Student Life

Sick day survival guide

In the COVID-19 world, it’s easy to panic the moment you let out a single cough or feel a tickle in your throat. Hyperaware as we are of cold symptoms, we are quick to notice when we have the dreaded common cold. Unfortunately, getting sick can take a toll on academics and cause a great deal of stress––and McGill’s policy on medical notes certainly doesn’t help. That being said, there are things you can do that can lessen the anxiety associated with catching a cold. Here are seven tips from The McGill Tribune on how to make it through this flu season. 

  1. Get tested for COVID-19

If you’re experiencing fever, cough, tiredness, or a loss of taste or smell––all common COVID-19 symptoms––it’s best to get yourself checked at your nearest testing clinic. It’s smart to apply for short-term academic accommodations through Minerva because you’ll likely have to miss class in order to self-isolate.

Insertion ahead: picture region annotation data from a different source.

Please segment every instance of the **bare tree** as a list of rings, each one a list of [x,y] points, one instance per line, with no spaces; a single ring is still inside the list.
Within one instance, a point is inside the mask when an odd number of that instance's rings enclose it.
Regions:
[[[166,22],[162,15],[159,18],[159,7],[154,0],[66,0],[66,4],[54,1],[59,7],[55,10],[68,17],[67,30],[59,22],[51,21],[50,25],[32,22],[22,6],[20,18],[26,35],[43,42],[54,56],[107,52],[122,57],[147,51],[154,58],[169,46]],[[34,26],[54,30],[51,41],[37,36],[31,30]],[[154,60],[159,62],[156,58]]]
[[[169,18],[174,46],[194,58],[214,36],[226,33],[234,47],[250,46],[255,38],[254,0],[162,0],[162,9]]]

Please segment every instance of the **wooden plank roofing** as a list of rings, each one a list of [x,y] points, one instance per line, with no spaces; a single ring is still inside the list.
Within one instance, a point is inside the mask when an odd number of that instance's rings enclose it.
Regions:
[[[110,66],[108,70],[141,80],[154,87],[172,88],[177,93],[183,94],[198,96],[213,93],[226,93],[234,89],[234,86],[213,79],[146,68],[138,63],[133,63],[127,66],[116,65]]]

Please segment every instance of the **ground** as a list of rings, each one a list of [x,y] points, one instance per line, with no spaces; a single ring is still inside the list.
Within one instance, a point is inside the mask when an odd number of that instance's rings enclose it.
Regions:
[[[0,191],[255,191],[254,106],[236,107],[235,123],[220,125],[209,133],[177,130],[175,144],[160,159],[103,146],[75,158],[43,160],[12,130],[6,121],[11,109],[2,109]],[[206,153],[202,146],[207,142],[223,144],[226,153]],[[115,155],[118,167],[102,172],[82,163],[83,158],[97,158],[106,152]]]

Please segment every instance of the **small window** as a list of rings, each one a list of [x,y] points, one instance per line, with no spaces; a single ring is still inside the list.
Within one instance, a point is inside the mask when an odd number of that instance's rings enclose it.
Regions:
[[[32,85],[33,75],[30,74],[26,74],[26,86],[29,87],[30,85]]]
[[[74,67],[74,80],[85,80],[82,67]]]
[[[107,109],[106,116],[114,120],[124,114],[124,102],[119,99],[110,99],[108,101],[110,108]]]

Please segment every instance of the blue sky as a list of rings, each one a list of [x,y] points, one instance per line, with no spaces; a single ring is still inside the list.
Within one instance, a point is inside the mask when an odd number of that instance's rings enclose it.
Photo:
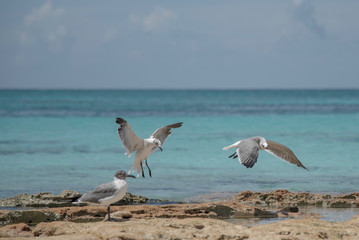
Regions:
[[[359,88],[359,1],[0,1],[0,88]]]

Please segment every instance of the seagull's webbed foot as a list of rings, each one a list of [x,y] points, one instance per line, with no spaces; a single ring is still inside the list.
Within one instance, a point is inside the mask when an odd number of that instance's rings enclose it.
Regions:
[[[114,219],[113,218],[111,218],[111,211],[110,211],[110,205],[108,205],[108,207],[107,207],[107,219],[105,219],[105,221],[114,221]]]
[[[238,157],[238,155],[237,155],[237,153],[235,152],[235,153],[233,153],[231,156],[229,156],[228,158],[233,158],[233,159],[235,159],[236,157]]]
[[[145,173],[143,172],[142,163],[141,163],[141,172],[142,172],[142,177],[145,177]]]
[[[151,169],[150,169],[150,167],[148,166],[147,159],[146,159],[146,166],[147,166],[147,168],[148,168],[148,174],[150,175],[150,177],[152,177]]]

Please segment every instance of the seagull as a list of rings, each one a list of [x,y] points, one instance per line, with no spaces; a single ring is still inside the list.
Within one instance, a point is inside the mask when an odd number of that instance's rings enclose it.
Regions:
[[[112,182],[97,186],[95,190],[82,195],[74,204],[93,203],[107,205],[108,221],[112,221],[110,217],[110,205],[120,201],[125,196],[127,192],[127,177],[135,178],[135,176],[129,175],[125,171],[117,171]]]
[[[161,146],[165,143],[168,136],[172,133],[172,128],[179,128],[182,126],[183,122],[174,123],[157,129],[149,138],[142,139],[138,137],[135,132],[132,130],[130,124],[123,118],[116,118],[116,123],[120,124],[120,127],[117,129],[118,136],[120,137],[124,148],[126,149],[126,154],[128,157],[131,157],[131,154],[136,151],[135,158],[133,159],[133,165],[129,171],[129,174],[132,171],[137,171],[137,177],[142,172],[142,177],[145,177],[143,172],[142,164],[146,163],[148,173],[152,177],[151,169],[147,164],[147,158],[152,153],[160,149]]]
[[[264,137],[246,138],[224,147],[223,150],[231,148],[237,148],[237,150],[235,153],[230,155],[229,158],[235,159],[238,157],[239,162],[247,168],[252,168],[257,162],[258,150],[264,150],[284,161],[295,164],[298,167],[302,167],[309,171],[309,169],[298,160],[292,150],[280,143],[267,140]]]

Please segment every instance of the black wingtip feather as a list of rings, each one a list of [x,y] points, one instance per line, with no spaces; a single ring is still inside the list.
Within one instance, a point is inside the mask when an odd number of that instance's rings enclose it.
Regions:
[[[127,123],[127,121],[123,118],[116,118],[116,123],[117,124],[123,124],[123,123]]]

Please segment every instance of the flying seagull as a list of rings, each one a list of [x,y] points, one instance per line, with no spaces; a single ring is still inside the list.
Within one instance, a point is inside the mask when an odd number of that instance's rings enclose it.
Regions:
[[[131,157],[131,154],[136,151],[135,158],[133,159],[133,165],[129,171],[137,171],[137,177],[140,172],[142,172],[142,177],[145,177],[143,172],[142,164],[146,163],[148,168],[148,173],[152,177],[151,169],[147,164],[147,158],[157,149],[162,151],[161,146],[165,143],[168,136],[172,133],[172,128],[179,128],[182,126],[182,122],[174,123],[157,129],[149,138],[142,139],[138,137],[135,132],[132,130],[130,124],[123,118],[116,118],[116,123],[120,124],[120,127],[117,129],[118,136],[120,137],[124,148],[126,149],[126,154],[128,157]]]
[[[247,168],[252,168],[257,162],[258,150],[264,150],[284,161],[308,170],[288,147],[277,142],[266,140],[263,137],[250,137],[243,139],[233,143],[232,145],[224,147],[223,150],[231,148],[237,149],[235,153],[229,156],[229,158],[234,159],[238,157],[239,162]]]
[[[76,203],[93,203],[98,205],[107,205],[108,220],[110,217],[110,205],[120,201],[127,192],[127,177],[135,176],[127,174],[125,171],[119,170],[115,173],[112,182],[101,184],[93,191],[89,191],[77,199]]]

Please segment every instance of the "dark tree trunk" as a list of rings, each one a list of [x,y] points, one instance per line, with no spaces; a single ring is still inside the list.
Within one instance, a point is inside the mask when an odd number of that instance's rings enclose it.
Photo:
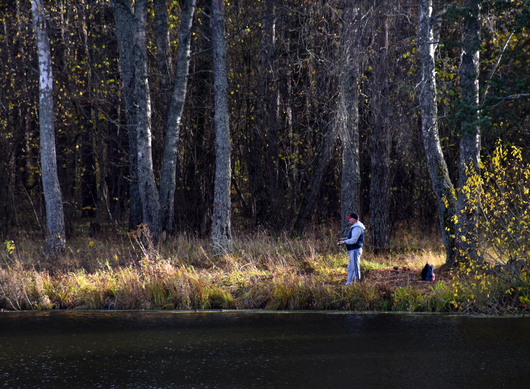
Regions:
[[[377,11],[376,11],[377,12]],[[372,59],[372,111],[370,138],[370,238],[376,254],[390,250],[388,207],[390,129],[388,80],[388,19],[382,12],[375,16]]]
[[[132,34],[135,28],[131,0],[113,0],[111,6],[116,25],[120,56],[120,69],[127,111],[129,141],[129,228],[142,222],[142,201],[138,183],[138,147],[136,140],[136,104],[135,102],[134,58]]]
[[[218,255],[223,250],[229,248],[232,241],[230,223],[231,146],[224,0],[212,0],[211,8],[215,101],[215,178],[211,237],[214,251],[216,255]]]
[[[39,57],[39,125],[40,127],[41,171],[46,207],[45,254],[55,257],[65,249],[64,214],[57,178],[55,128],[54,120],[51,51],[42,0],[31,4],[33,25]]]
[[[468,179],[479,172],[480,161],[480,127],[479,124],[479,49],[480,48],[480,6],[478,0],[464,0],[464,30],[462,34],[462,65],[460,68],[461,112],[463,121],[460,131],[460,161],[458,167],[458,200],[455,226],[456,247],[460,258],[475,260],[476,220],[473,197],[479,196],[477,183]],[[471,196],[465,192],[470,191]]]
[[[341,184],[340,236],[346,236],[350,225],[346,216],[361,213],[360,167],[359,162],[359,77],[363,25],[359,8],[347,2],[344,13],[340,97],[339,100],[339,134],[342,145]]]

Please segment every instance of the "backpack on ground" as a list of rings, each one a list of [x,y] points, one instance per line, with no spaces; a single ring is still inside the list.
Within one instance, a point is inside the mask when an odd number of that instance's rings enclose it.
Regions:
[[[429,262],[425,264],[421,271],[421,279],[423,281],[434,281],[434,267],[429,264]]]

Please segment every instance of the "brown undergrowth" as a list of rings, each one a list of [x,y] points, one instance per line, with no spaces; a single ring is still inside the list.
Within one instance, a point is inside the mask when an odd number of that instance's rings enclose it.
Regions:
[[[220,257],[208,240],[181,235],[155,245],[141,235],[80,237],[52,261],[37,254],[34,241],[10,241],[0,255],[0,308],[481,311],[455,295],[436,238],[402,236],[385,257],[368,249],[362,280],[346,286],[347,256],[326,237],[331,231],[241,235]],[[420,279],[426,262],[436,267],[435,282]]]

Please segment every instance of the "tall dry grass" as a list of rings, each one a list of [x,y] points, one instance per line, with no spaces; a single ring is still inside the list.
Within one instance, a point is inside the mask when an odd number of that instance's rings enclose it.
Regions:
[[[404,231],[404,229],[403,230]],[[368,249],[365,271],[444,263],[436,236],[407,229],[391,253]],[[347,256],[330,229],[303,237],[240,235],[214,256],[208,240],[185,235],[155,245],[141,234],[70,240],[64,255],[40,257],[20,238],[0,254],[0,308],[50,309],[266,308],[458,311],[452,286],[430,288],[363,281],[346,286]]]

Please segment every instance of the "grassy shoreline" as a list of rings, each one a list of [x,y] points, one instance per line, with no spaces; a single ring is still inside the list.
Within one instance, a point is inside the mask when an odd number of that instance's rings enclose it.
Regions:
[[[325,237],[330,233],[242,236],[219,258],[211,254],[209,240],[186,236],[156,247],[134,234],[118,242],[84,237],[70,241],[67,252],[54,261],[36,255],[34,241],[21,240],[10,253],[0,254],[0,308],[528,311],[521,297],[527,291],[506,293],[507,286],[496,279],[484,284],[486,290],[465,271],[452,275],[437,240],[412,234],[401,237],[389,255],[365,251],[361,281],[346,286],[347,256]],[[445,277],[417,282],[426,262]],[[408,278],[396,281],[392,272],[403,269]]]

Try asking a friend in your classes for missed lecture notes or reaching out to the professor. 

  1. Tell your loved ones 

Having to take care of oneself can be difficult, especially for those new to living away from home. When your body is weakened and your throat strained, it can be an especially arduous task. Even if your loved ones won’t be able to heal your sickness, or are far from you, text messages or Facetime calls can remedy something arguably just as important—your mood. Added tip: It never hurts to ask your friends if they can leave some soup at your door. 

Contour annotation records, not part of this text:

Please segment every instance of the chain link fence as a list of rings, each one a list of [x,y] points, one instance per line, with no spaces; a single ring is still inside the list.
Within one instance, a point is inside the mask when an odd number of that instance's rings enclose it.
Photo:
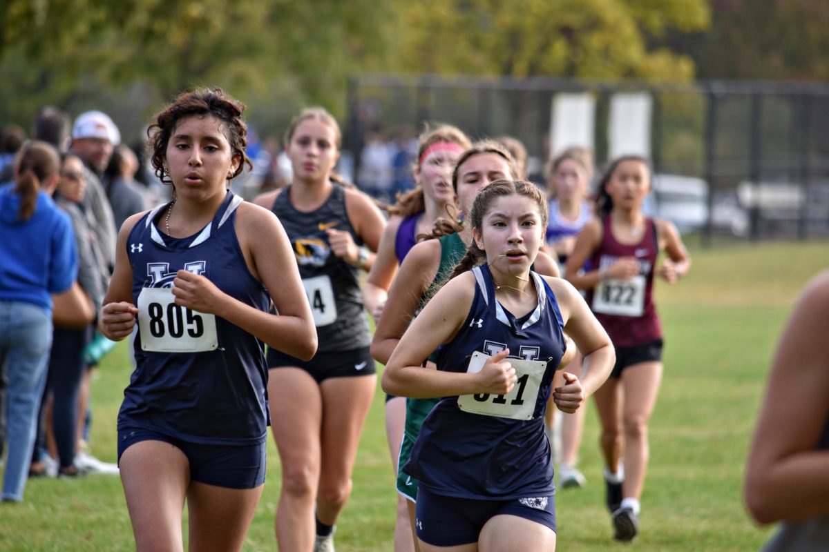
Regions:
[[[344,129],[358,184],[369,137],[410,140],[426,122],[519,139],[539,185],[570,145],[593,149],[599,169],[645,155],[652,211],[707,242],[829,236],[829,85],[360,75]]]

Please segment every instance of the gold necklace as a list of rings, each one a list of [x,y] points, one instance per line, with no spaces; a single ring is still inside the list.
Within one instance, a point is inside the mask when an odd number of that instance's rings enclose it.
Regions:
[[[170,235],[170,214],[172,213],[172,206],[176,204],[176,199],[173,199],[172,202],[170,203],[170,206],[167,208],[167,216],[164,217],[164,225],[167,227],[167,235]]]
[[[498,255],[498,257],[507,257],[507,255],[506,254],[502,254],[502,255]],[[497,257],[495,258],[498,258],[498,257]],[[494,261],[494,259],[493,259],[493,261]],[[490,266],[489,263],[487,263],[487,266]],[[490,270],[490,274],[492,274],[492,270]],[[530,278],[521,278],[521,276],[513,276],[512,277],[516,278],[517,280],[521,280],[523,281],[530,281]],[[511,286],[507,286],[506,284],[499,285],[498,282],[495,281],[495,275],[494,274],[492,274],[492,285],[495,286],[495,290],[496,291],[497,291],[498,290],[500,290],[502,287],[508,287],[509,289],[515,290],[516,291],[517,291],[519,293],[523,293],[525,295],[526,295],[527,297],[530,297],[531,299],[532,298],[531,295],[530,295],[526,291],[524,291],[522,290],[519,290],[517,287],[513,287]]]

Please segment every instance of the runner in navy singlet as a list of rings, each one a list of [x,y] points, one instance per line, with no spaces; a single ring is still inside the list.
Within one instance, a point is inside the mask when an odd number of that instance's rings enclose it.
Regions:
[[[642,214],[642,204],[650,191],[645,159],[613,161],[598,185],[599,216],[579,233],[567,259],[567,279],[589,290],[587,301],[616,347],[616,365],[595,400],[602,423],[608,509],[618,540],[631,540],[638,531],[648,456],[647,420],[662,374],[662,334],[652,300],[653,276],[658,274],[674,283],[691,266],[673,224]],[[662,250],[668,258],[657,266]],[[593,270],[579,274],[589,259]]]
[[[447,207],[454,204],[452,169],[455,160],[470,145],[463,132],[449,125],[440,125],[434,130],[427,128],[418,142],[418,164],[413,169],[417,185],[414,190],[399,195],[397,204],[389,207],[389,223],[380,239],[377,257],[363,286],[366,310],[376,323],[383,312],[397,266],[417,243],[417,237],[429,233],[434,221],[447,216]],[[405,419],[405,397],[386,395],[385,436],[395,477]],[[413,550],[411,535],[405,499],[398,495],[395,552]]]
[[[264,343],[317,347],[284,230],[226,190],[250,163],[244,108],[197,89],[158,114],[153,166],[174,199],[119,234],[99,328],[120,340],[138,326],[118,452],[139,550],[182,550],[185,501],[191,549],[241,549],[265,477]]]
[[[517,169],[509,152],[492,141],[476,142],[458,161],[453,170],[452,185],[461,218],[466,218],[472,209],[475,194],[487,184],[498,179],[517,179]],[[389,315],[381,319],[371,343],[372,354],[378,362],[385,363],[389,360],[400,337],[430,296],[430,292],[439,287],[466,254],[467,243],[472,241],[472,230],[459,225],[457,221],[441,218],[436,223],[432,237],[438,239],[429,239],[412,247],[395,278],[386,303]],[[546,255],[540,255],[536,265],[541,274],[560,276],[555,262]],[[434,366],[434,363],[430,365]],[[435,402],[434,399],[406,399],[405,424],[398,467],[409,461],[420,425]],[[417,488],[416,478],[398,473],[397,492],[406,498],[410,521],[414,519]]]
[[[454,279],[406,330],[384,372],[389,392],[444,397],[402,468],[420,482],[422,550],[555,550],[547,399],[554,393],[560,409],[575,410],[607,377],[613,349],[572,286],[531,271],[546,218],[544,194],[530,182],[482,189]],[[585,361],[554,390],[565,329]],[[422,367],[439,347],[438,369]]]
[[[293,182],[255,200],[273,209],[293,244],[319,339],[309,362],[268,352],[271,426],[282,460],[276,537],[284,550],[333,546],[376,386],[360,271],[371,269],[385,220],[371,198],[333,174],[340,141],[327,111],[303,110],[285,137]]]

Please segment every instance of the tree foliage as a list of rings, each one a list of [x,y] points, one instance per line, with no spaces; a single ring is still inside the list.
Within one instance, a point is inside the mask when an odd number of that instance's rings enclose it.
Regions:
[[[687,79],[687,56],[649,36],[701,31],[705,0],[425,0],[406,4],[410,71]]]
[[[829,80],[826,0],[711,0],[696,37],[700,74],[728,79]]]

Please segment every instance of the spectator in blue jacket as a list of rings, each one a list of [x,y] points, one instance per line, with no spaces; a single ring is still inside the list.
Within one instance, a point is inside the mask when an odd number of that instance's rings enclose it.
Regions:
[[[78,272],[71,223],[50,197],[59,180],[57,150],[30,142],[14,167],[15,182],[0,188],[0,358],[8,378],[3,502],[23,499],[51,347],[51,294],[68,290]]]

  1. Sleep, and don’t feel guilty about it

Unfortunately, the onset of flu season collides with the waves of midterms and finals. Though it may feel tempting to continue to be productive even when you’re sick, rest is always more important—and conducive to a faster recovery. Peel your eyes away from that essay or textbook, turn off your alarms, and hibernate under your heaviest blanket for as long as needed. You will feel more energized and productive when you eventually do sit down to work.

  1. Try a cold remedy

The supposed remedies for colds are many, ranging from Vitamin C to saline sprays. Although it can be tempting to try a bunch of at-home remedies, make sure that those you choose are based on scientific evidence. Proven methods include staying hydrated, gargling salt and water to assuage a sore throat, and taking acetaminophen if experiencing pain. That being said, a warm bowl of chicken soup, though not a scientifically proven remedy, is certainly soothing when you’re feeling under the weather.

  1. Cope with restlessness

If you’re feeling restless, try doing small, non-exerting tasks in your home. Move your body to the rhythms of a guided yoga video, organize your closet, or declutter your working space. Create a soothing environment. 

  1. Call your doctor if necessary 

If your cold symptoms last longer than two weeks, worsen, or you begin to experience high fever, intense chest pain, or shortness of breath, it is a good idea to contact your doctor or the Wellness Hub. This may seem like overkill, but it’s important to check in with a medical professional to make sure that you are not developing an infection. 

  1. Give yourself a break

It’s easy to succumb to the guilt associated with a lack of productivity, but if there is ever a time to be unproductive, it’s when you’re feeling sick. Take a break, catch up on some of your favourite series, or read a book you’ve been meaning to read. Though it might not feel that way, resting is one of the most productive things you can do for yourself when you’re sick.